Although using a light and sound machine with the features described above is ideal for doing Superlearning, however a slightly less expensive, but highly effective, option is a PC-based system. The Transparent Corporation produces audiovisual software incorporating various types of audio beats and a flashing screen. Their Neuroprogrammer software even incorporates a "Superlearning tool" - basically, a session that ramps in frequency down to the alpha-theta border and then plays material pre-recorded by the user and looped a desired number of times.

Nowadays, there is a variety of home recording software and PC-based sound editors available to the average user.

Digital recordings can be made using software such as Audacity. There are even mini mixing desks with their own software which can be purchased extremely cheaply. Using such software or recording equipment, it is possible to pace the material to the desired pattern using onscreen editing, rather than having to grapple with a stopwatch to time oneself while trying to read aloud from the original source materials.

Users of entrainment often ask questions regarding how to tell what effect the entrainment is having, whether it is having the desired effect, or even whether entrainment is happening at all. It is possible to purchase home EEG packages which can be used for personal exploration, or to use in conjunction with entrainment for monitoring purposes. Unfortunately, most of the models available within the budget range of the home experimenter tend to be rather limited. Typically, they have two channels (one electrode for each side of the head), which may not be sufficient to provide any more than very basic feedback. Anyone wishing to go down the route of home EEG would be advised to invest in the best model they can afford, and take the care to learn about correct placement of electrodes and how to interpret the data. The Mind Mirror would be the cheapest home EEG that I would consider, at a cost of approximately $3,500. More sophisticated models are not only much more expensive, but it is possible that suppliers may only sell them to medical practitioners.

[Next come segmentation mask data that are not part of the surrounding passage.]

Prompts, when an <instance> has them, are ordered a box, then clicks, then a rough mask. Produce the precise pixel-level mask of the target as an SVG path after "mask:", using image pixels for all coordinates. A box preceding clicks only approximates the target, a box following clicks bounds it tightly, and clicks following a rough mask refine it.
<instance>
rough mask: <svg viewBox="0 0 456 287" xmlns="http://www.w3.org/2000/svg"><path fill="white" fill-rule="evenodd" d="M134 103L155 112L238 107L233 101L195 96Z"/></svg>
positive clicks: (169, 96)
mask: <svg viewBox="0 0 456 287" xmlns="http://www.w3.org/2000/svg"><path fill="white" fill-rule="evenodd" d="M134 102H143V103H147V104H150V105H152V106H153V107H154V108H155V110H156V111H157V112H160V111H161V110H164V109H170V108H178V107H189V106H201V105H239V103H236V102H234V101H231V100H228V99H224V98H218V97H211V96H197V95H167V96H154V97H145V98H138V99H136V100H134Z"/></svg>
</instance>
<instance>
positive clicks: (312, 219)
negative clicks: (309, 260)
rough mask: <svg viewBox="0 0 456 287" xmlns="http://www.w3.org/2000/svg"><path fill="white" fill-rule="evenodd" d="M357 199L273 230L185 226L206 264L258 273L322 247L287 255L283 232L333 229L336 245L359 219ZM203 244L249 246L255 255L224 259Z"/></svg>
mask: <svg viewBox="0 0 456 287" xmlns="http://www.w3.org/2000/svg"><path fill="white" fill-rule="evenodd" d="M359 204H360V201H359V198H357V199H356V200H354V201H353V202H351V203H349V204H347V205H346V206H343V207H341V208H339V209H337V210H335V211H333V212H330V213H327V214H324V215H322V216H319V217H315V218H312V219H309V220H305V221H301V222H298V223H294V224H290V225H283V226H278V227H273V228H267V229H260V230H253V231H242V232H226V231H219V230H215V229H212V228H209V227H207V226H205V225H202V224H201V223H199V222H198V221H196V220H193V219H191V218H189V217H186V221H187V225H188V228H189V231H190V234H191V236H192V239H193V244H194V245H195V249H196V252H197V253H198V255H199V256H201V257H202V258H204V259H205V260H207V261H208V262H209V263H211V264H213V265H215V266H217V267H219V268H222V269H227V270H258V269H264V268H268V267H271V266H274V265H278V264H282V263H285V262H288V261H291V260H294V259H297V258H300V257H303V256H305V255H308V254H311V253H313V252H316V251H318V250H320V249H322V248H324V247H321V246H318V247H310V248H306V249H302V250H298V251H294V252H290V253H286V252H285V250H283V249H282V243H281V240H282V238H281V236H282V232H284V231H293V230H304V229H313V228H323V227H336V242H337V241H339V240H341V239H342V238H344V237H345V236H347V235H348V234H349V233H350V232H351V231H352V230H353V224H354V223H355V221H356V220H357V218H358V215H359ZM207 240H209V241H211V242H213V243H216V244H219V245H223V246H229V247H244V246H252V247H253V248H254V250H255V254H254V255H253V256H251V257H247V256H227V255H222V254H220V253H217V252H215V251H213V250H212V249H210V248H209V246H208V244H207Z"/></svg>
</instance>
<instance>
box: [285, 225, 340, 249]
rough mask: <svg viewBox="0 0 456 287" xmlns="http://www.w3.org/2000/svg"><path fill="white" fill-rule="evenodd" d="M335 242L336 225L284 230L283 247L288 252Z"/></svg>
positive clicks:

A project for further experimentation would be to build a home system incorporating full 360 degree feedback. A good quality light and sound machine would need to be be used, such as the DAVID Paradise XL, with the pre-recorded lesson material set to start playing once the desired frequency had been reached. Using appropriate software, data could be fed from a multi-channel EEG back to the light and sound machine to ensure that the learner is continually provided with the exact frequency necessary to ensure that he or she stays the optimum state for memory and learning throughout the duration of the session.

It goes without saying that the student should go through the material first to ensure that the nomenclature etc. is thoroughly understood before attempting to memorize it using Superlearning. An accumulation of misunderstood words cause a person to become drowsy; this plus the combination of entrainment at the alpha/theta border level is a recipe for only one outcome: sleep. Superlearning cannot be expected to somehow force recall of information which was incomprehensible to the student.